Gerilla / foto:Erkan GÜLBAHÇE
- “Onlar dağdan inerken evlatlarımı görmüş gibi oldum. Onlardan gelen koku aynı çocuklarımdan gelen kokuydu.”
- “O an Nesrin’in direnişi gözlerimin önüne geldi. İçimden dedim ki, ‘Bedeninizde alevlenen o ateş bu savaşı sonlandıracak.”
Silêmanî kenti kırsalında bulunan Şikefta Casenê’de 11 Temmuz’da 30 kişilik gerilla grubunun silahlarını imha törenini izleyenler arasında, evlatlarını, yakınlarını kaybeden Barış Anneleri de vardı.
En ciğerparelerini toprağa vermiş olan, evlatlarının izinden giderek beyaz tülbentleriyle barış mücadelesini bugünlere taşıyan anneler için tören, siyasal anlamının çok ötesinde bir yere sahipti.

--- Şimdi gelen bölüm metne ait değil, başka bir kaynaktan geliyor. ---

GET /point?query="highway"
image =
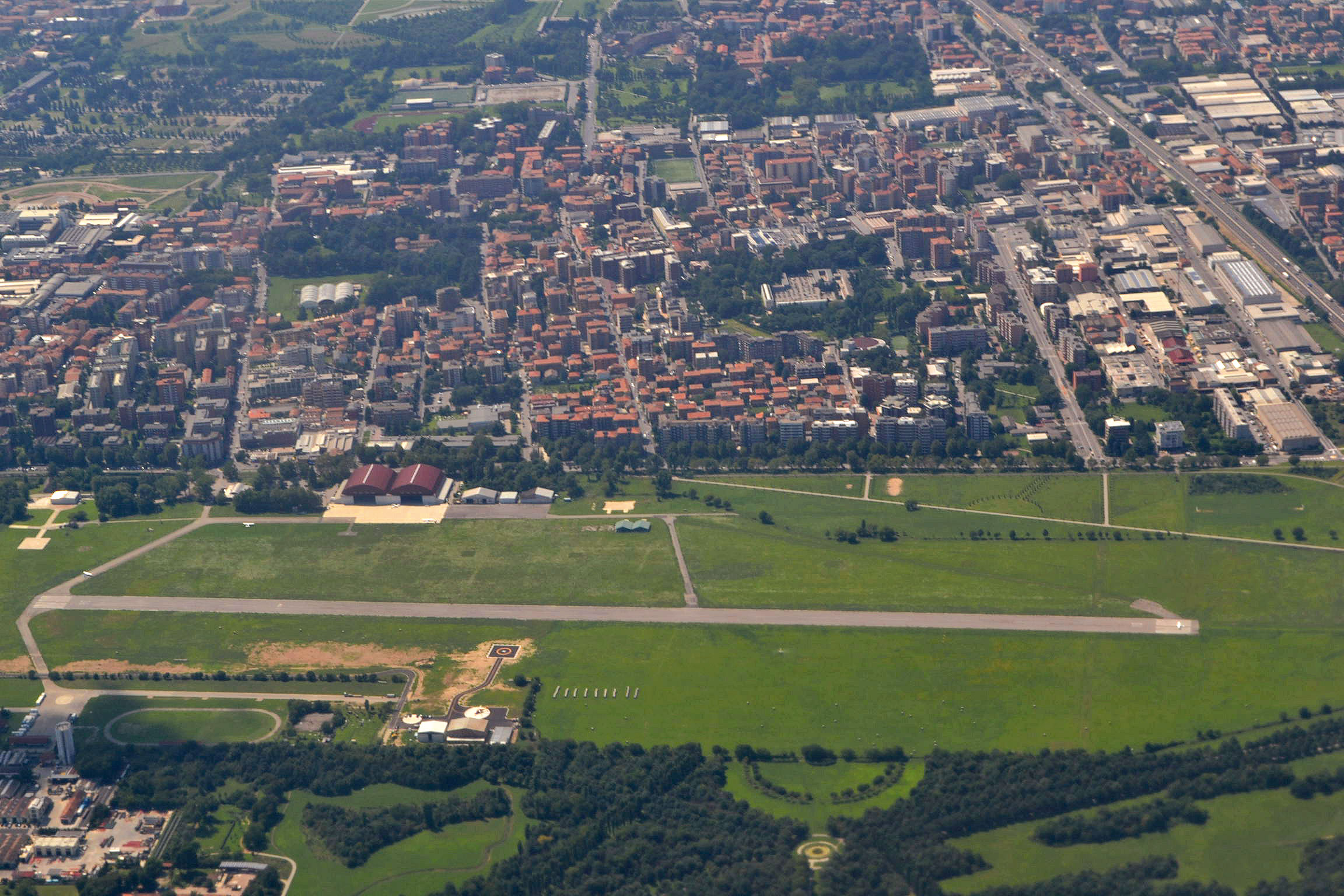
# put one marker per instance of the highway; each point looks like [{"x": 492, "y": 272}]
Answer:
[
  {"x": 1230, "y": 220},
  {"x": 684, "y": 615}
]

Çocuklarının bir yerlerden onları izlediklerini bilerek, tüm acılarına rağmen zılgıtlarla karşıladılar heybetli, dimdik, onurlu duruşlarıyla alana gelen gerillaları. Onların yüzlerinde kendi evlatlarının tebessüm edişini gördüler. Attıkları her adımda Kürdistan’ın dağlarını arşınladılar. Silahlarını attıkları ateşte Zekiye’yi, Rahşan’ı, Mazlum’un, bedenini alevlerle harmanlayan nice yiğit Kürt kızları ve oğullarının zafer tilililerine kulak verdiler.
Nesrin’im gözlerimin önüne geldi
2 Haziran 2000’de “Güneşimizi Karartamazsınız” diyerek bedenini ateşe veren ve 38 gün süren yaşam mücadelesi ardından şehit düşen Nesrin Teke’nin annesi Nezahat Teke için o anlar böyle bir anlam taşıyordu.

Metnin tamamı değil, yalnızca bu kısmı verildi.